On n’attend pas que nous donnions ici une analyse du Traité des Facultés de l’âme, ouvrage trop complexe et trop varié dans ses différentes parties pour se prêter à un tel mode d’exposition. Nous aimons mieux y choisir quelques-uns des points essentiels, où il nous semble que M. Garnier a le mieux marqué sa trace et où il a fait faire quelques progrès à la science, ne fût-ce qu’en mettant en question des théories trop facilement accréditées. J’indiquerai, par exemple, la théorie de la perception extérieure, comme une de celles que M. Garnier a le mieux étudiées, et, sans entrer dans le détail de ses observations et de ses analyses, qui ont singulièrement enrichi ce sujet mille fois traité, j’irai au point capital de la théorie.

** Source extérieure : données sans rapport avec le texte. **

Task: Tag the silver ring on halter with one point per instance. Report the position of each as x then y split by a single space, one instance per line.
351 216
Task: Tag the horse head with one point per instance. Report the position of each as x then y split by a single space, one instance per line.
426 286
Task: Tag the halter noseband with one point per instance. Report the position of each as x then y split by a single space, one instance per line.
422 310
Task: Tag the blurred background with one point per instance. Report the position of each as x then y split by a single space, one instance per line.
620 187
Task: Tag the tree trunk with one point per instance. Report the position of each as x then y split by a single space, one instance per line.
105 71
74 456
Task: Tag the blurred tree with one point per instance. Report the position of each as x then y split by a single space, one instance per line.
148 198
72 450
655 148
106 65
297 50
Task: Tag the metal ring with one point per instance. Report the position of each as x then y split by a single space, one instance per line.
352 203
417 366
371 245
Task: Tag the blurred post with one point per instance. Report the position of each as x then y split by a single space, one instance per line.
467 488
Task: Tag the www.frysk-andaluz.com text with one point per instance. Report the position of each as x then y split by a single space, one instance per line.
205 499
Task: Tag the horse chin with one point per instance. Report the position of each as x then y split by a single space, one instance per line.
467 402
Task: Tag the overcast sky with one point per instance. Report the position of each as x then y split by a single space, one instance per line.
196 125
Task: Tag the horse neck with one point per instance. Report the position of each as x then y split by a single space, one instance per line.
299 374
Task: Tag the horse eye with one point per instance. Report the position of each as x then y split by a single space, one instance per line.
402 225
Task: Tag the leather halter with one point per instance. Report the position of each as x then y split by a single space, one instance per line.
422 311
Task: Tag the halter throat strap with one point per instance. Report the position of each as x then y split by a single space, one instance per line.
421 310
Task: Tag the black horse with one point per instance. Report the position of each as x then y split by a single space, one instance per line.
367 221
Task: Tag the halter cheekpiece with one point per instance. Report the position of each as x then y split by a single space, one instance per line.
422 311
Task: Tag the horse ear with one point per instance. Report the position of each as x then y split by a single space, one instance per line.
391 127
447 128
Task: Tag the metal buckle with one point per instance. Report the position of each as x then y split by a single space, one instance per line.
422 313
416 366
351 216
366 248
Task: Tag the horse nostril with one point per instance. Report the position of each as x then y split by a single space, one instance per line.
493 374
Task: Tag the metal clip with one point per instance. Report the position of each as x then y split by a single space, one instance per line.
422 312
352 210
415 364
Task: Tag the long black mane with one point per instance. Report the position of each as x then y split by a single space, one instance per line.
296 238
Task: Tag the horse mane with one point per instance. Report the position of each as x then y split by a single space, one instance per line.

Il est une théorie qui date de l’école cartésienne, qui s’est transmise à l’école de Locke, puis aux Écossais, et qui, reprise et perfectionnée par M. Royer-Collard, est encore aujourd’hui régnante : c’est la distinction entre les qualités premières et les qualités secondes de la matière. Voici en quoi consiste cette théorie. Il y aurait dans les corps deux sortes de qualités : les unes, que l’on appelle premières, nous sont connues directement et comme distinctes de nous-mêmes ; ce sont l’étendue, la forme, le mouvement, le nombre, la divisibilité, la solidité. Les autres, appelées qualités secondes, telles que le chaud et le froid, la résistance, la couleur, le son, l’odeur et la saveur, ne sont que des modifications de notre âme, qui par elles-mêmes ne nous donneraient pas l’idée d’un monde extérieur. Voici les principales raisons sur lesquelles on s’appuie pour justifier ces distinctions. On dit des qualités premières qu’elles sont essentielles à la matière, car on ne peut concevoir un corps sans étendue et sans solidité, tandis qu’on peut le concevoir sans odeur, sans chaleur et même sans couleur. En outre les qualités premières ne supposent pas les secondes, tandis que celles-ci supposent les premières. Il peut y avoir étendue sans couleur, mais non couleur sans étendue, solidité sans résistance, mais non résistance sans solidité. Enfin les premières sont absolues, elles existeraient encore quand même nous ne serions pas ; les secondes sont relatives, elles supposent l’existence de l’âme qui les perçoit.

Telle est cette théorie, classique depuis Descartes, et qui s’enseigne encore aujourd’hui dans nos écoles. M. Garnier a combattu cette doctrine avec une extrême sagacité, et lorsque M. Vacherot, dans un livre récent et remarquable[1], fait honneur à M. Cournot d’avoir détruit le préjugé des deux classes de qualités dans la matière, nous regrettons qu’il ait oublié que M. Cournot avait été précédé dans cette voie par M. Adolphe Garnier,

  1. Essais de Philosophie critique.